The usual statistical inference approach for log-linear models is maximum likelihood estimation and associated calculations of standard errors and test statistics. These estimations and testing procedures are based on the assumption of independent Poisson distributions for the counts. Such an assumption is likely to be violated when animals are counted because the variance may be larger than expected for a Poisson distribution (overdispersion), for instance, when the animals occur in colonies. Furthermore, counts are often not independently distributed because the counts at a particular point in time may depend on the previous time-point counts (serial correlation). TRIM uses procedures for estimation and testing that take into account these two phenomena.

Recently, TRIM has been developed in R as an RTRIM package. Its special version modified for PECBMS’ needs and available for download is called RTRIM-shell. RTRIM-shell is a set of three R scripts developed by Statistics Netherlands, using the RTRIM package to calculate national species indices.

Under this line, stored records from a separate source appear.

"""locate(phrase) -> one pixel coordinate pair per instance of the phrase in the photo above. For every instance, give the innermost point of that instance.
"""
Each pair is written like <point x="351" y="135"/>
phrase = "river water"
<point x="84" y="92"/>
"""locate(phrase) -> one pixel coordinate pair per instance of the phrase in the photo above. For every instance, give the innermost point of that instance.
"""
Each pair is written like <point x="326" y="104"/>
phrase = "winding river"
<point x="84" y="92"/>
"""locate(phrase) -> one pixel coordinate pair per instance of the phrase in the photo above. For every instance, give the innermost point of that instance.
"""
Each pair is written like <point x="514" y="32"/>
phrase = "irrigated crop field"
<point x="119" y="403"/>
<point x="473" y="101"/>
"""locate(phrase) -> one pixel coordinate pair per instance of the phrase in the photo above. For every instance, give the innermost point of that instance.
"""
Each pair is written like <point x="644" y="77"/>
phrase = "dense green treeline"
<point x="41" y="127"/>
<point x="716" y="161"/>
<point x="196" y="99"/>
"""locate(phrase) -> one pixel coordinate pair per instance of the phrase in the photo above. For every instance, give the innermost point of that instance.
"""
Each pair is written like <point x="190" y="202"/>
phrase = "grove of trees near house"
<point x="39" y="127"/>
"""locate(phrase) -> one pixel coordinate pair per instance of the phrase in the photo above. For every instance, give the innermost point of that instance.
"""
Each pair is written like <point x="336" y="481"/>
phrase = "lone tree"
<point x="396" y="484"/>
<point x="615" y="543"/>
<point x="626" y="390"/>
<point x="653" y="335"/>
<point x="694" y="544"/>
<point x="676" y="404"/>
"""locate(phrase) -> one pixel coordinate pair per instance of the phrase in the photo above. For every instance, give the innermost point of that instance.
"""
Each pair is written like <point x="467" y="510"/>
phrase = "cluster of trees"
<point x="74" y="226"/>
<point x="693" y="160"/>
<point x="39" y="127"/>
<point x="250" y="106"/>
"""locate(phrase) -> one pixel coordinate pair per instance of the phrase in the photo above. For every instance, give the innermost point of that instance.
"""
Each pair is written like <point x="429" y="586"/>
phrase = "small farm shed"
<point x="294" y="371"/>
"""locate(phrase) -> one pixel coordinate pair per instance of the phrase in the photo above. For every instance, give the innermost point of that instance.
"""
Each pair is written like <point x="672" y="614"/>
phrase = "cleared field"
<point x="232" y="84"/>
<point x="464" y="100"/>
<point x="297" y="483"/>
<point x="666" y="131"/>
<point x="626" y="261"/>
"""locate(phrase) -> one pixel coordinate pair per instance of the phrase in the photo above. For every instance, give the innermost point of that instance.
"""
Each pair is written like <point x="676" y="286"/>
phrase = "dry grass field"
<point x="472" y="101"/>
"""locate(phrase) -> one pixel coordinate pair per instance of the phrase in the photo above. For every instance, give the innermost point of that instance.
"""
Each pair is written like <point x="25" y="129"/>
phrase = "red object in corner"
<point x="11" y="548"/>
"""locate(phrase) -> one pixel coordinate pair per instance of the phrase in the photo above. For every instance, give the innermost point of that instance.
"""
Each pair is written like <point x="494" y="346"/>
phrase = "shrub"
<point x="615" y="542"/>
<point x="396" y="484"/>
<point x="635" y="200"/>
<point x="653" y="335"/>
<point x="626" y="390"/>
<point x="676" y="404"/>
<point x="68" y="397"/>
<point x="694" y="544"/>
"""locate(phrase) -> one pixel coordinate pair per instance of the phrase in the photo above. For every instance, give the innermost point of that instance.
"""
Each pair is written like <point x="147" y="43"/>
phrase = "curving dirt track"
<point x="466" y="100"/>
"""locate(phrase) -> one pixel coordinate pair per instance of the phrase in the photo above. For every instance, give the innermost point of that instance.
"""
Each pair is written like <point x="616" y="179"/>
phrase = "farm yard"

TRIM, an older software tool called BirdSTATs is also available for the computation of population indices and trends. BirdSTATs is an open-source Microsoft Access database that is programmed to use and automatically runs the program TRIM in batch mode to perform the statistical analysis for a series of bird counts in the dataset.

BirdSTATs can import different kinds of counts data, enable stratification of count sites and selection of subsets of counts data, produce standardized TRIM input and command files, and run TRIM in batch mode for all or a selection of strata. It collects the output of the batched TRIM runs in a convenient and standardized format to fit the requirements of PECBMS.